Microlute PLR is a 96-well microplate for effective removal of phospholipids and proteins with higher levels of reproducibility from plasma and serum samples
Next generation phospholipid removal microplate
Porvair Sciences has announced Microlute PLR, a new benchmark product for phospholipid removal. The 96-well microplate provides effective removal (>99%) of phospholipids and proteins with higher levels of reproducibility from plasma and serum samples while maintaining maximum recovery of target analytes.

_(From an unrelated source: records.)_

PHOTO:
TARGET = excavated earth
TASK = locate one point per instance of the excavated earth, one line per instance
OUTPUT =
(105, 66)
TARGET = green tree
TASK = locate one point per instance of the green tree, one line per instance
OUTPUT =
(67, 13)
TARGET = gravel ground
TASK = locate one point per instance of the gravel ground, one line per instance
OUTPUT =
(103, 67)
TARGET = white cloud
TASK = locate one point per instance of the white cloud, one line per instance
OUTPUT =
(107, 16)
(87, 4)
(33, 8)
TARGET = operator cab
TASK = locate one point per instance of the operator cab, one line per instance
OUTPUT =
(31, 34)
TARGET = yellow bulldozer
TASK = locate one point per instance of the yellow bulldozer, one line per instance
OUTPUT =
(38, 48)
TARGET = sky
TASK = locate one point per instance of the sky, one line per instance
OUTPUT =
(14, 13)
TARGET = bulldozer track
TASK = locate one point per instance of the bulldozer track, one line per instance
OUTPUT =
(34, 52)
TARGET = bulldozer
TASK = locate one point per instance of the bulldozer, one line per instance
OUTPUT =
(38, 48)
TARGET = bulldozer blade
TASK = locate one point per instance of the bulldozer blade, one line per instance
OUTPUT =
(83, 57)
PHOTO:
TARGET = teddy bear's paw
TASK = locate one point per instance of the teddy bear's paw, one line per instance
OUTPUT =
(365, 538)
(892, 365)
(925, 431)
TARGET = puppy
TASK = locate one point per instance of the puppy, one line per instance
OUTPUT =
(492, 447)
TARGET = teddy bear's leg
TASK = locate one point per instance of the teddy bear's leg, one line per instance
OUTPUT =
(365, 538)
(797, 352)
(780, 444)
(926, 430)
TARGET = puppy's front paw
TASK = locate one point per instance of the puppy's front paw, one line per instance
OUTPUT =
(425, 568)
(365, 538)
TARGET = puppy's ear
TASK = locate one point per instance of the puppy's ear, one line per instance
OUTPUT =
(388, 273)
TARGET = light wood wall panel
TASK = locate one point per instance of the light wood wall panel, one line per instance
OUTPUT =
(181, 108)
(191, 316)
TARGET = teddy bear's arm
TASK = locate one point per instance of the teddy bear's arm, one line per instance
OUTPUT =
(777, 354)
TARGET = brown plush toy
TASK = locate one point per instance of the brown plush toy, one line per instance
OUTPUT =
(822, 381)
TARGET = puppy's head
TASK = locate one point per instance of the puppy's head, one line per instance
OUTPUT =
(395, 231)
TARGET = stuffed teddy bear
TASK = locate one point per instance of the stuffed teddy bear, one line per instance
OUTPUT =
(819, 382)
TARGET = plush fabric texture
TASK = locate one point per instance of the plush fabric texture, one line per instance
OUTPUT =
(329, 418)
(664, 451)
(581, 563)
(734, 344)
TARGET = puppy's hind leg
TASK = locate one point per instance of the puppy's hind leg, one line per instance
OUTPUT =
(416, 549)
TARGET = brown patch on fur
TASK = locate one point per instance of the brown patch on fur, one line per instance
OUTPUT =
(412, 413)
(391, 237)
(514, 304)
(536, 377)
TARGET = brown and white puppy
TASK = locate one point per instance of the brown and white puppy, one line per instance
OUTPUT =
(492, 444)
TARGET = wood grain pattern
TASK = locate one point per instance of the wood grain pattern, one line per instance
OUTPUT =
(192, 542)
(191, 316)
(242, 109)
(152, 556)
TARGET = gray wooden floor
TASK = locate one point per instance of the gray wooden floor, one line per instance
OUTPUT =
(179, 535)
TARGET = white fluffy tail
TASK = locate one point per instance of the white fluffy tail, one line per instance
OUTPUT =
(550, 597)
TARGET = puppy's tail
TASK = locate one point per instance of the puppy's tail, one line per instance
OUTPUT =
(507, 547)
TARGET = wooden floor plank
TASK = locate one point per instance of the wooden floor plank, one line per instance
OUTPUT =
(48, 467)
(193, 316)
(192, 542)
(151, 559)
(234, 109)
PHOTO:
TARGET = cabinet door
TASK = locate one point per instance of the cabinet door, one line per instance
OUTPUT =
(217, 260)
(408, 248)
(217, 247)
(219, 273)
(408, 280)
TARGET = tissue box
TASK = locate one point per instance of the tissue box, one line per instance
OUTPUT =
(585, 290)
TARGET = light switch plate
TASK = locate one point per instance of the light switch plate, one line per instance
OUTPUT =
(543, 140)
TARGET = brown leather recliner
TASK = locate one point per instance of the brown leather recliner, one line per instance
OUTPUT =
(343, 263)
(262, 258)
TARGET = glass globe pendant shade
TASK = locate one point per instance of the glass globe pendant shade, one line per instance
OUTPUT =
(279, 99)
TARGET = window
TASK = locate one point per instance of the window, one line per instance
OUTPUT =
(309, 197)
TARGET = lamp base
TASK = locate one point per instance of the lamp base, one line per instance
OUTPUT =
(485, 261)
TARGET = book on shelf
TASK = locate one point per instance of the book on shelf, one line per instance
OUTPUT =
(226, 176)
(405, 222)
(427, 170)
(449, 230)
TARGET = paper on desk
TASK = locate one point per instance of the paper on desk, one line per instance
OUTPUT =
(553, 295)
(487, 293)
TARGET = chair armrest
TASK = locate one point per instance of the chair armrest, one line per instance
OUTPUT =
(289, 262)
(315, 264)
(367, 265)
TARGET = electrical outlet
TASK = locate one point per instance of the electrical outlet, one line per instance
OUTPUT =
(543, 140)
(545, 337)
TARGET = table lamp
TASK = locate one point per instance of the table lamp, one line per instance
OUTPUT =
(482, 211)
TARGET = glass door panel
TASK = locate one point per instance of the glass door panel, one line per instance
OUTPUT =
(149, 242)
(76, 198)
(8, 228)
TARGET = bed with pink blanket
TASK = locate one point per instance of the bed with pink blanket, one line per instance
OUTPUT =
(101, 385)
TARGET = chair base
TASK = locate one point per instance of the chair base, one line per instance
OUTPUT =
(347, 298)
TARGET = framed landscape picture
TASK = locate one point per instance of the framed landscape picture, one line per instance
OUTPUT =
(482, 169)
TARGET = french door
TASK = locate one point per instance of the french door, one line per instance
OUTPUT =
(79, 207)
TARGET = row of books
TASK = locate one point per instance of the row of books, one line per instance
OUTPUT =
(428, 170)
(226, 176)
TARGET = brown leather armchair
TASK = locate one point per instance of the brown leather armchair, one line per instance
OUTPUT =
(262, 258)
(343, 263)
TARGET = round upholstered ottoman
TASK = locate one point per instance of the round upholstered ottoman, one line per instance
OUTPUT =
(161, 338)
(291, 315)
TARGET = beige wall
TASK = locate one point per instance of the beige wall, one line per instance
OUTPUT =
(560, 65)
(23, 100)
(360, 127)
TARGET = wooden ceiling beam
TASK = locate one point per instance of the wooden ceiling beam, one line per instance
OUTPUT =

Phospholipid-based matrix effects are a major source of variability and inaccuracy in bioanalytical mass spectrometry (MS) analysis. Popular sample preparation techniques like protein precipitation, dilute and shoot or liquid-liquid extraction methods do not completely remove phospholipids. Microlute PLR is the only product that ensures minimal enhancement or suppression of analyte response by truly eliminating the source of matrix effects and not just masking the problem.
Porvair Sciences phospholipid removal technology differs from conventional methods. Instead of a loose-filled base product, Microlute PLR is composed of a solid interconnected network of evenly distributed pores that allow biological fluids to flow smoothly and consistently throughout the active media. This proprietary feature overcomes common channelling and breakthrough issues by enhancing the flow of samples throughout the filter thereby maximising the recovery of analytes with unrivalled reproducibility and improving the overall performance of phospholipid removal.
Proven in comparative tests with competitive products to provide the most efficient removal of the widest range of phospholipids from plasma and serum samples - Microlute PLR microplates enable you to increase the sensitivity and integrity of your UHPLC/HPLC methods.
Benefiting from an easy-to-use protocol, Microlute PLR microplates ensure you get consistent phospholipid removal and analyte recovery from well-to-well and batch-to-batch first time and every time. As a result, high-throughput studies will benefit from a reproducible, high performing sample preparation workflow.